At Relay Elementary, for example, the fourth-grade class scored +95 in math last year. This year, the fifth-grade class scored 88.8.
Both the third- and fourth-grade classes at Relay Elementary scored a +95 in reading and math.
Third- and fourth-graders at Hillcrest and Lansdowne also scored at the highest reportable level.
"I'm excited to see that our students are continuing to make progress, even with the transition to Common Core," said Stephen Price, Lansdowne Elementary's new principal. "I'm proud of the kids and their ability to really gain the knowledge from the instruction and still transition and perform well on assessments.
"I was at Johnnycake (Elementary) last year, and we saw some decreases," he said of the school that saw decreases in performance in every category except fourth-grade math and fourth-grade reading on the 2013 MSAs.
"I'm anxious to get into classrooms (at Lansdowne) and see what teachers are doing," Price said. "I think, at every school, there's engaging instruction, and students are really learning from their teachers."
Overall, the percentage of county public school elementary students at a proficient or advanced level in math declined from 90.8 to 88, according to a release from the county.

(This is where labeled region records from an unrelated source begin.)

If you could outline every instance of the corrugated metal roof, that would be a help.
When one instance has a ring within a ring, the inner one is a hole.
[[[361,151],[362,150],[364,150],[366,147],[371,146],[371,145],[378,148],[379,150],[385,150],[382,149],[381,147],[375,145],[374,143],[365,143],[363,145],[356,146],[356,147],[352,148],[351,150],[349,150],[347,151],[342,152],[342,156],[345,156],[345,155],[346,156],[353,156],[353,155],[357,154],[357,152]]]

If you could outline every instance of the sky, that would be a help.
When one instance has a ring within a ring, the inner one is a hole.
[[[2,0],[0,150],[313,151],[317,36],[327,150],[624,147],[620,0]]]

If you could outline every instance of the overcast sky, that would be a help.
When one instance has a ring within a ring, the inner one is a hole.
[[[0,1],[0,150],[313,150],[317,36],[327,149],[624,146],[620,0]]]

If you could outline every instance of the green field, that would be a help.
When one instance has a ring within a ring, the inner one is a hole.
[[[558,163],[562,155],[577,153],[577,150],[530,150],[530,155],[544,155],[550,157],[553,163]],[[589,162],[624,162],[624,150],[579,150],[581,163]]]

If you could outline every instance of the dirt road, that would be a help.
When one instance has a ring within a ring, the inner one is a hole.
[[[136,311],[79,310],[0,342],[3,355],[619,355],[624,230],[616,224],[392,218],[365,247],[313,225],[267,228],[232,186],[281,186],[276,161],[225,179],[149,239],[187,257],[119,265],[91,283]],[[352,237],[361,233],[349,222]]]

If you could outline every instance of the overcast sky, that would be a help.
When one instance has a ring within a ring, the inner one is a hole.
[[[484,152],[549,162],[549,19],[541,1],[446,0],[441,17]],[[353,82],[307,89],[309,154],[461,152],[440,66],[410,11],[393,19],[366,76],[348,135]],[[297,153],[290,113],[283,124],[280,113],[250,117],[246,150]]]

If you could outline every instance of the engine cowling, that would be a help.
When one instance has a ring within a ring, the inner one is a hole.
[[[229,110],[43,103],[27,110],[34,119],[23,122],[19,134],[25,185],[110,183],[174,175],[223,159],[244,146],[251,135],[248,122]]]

"I think that this new (Common Core) framework is going to give us a lot of opportunities to really challenge our students," said Jason Barnett, principal at Woodbridge Elementary.
"MSA, it's a piece of data, it's a wonderful piece of data, but it's just one we look at in the grand scheme. I think we need to look at the whole picture. For me, it's multiple points of data and looking at each individual student," Barnett said.
Woodbridge saw a decrease in third-grade and fifth-grade proficiency for both reading and math, but an increase in proficiency in both reading and math for fourth-graders.
"I think we sort of patterned along with other schools across the school system," Barnett said. "No matter what the data shows, the most important thing is to stay in a positive mind set."
Riverview Elementary saw similar scoring trends, with decreases in third- and fifth-grade math proficiency, but an increase in fourth-grade proficiency. There were slight decreases in third-, fourth- and fifth-grade reading proficiencies, though Principal Mary Maddox said they were not unexpected.
"We did expect some issues because there was that transition to the Common Core (State Standards)," Maddox said. "I'm extremely proud of my teachers, my staff and my students for all the hard work they did making that transition to the Common Core.
"In math, there are certain concepts and units that are not taught in the same sequence or order as the testing dictates. So therein lies an issue," she said. "You're going to see some bumps in the road, but that's OK."
Elementary school students in the state showed a 4.1 percent decrease in math performance.
In reading, the percentage of elementary schools students at proficient or advance level fell from 90.9 to 89.4, according to the county school system.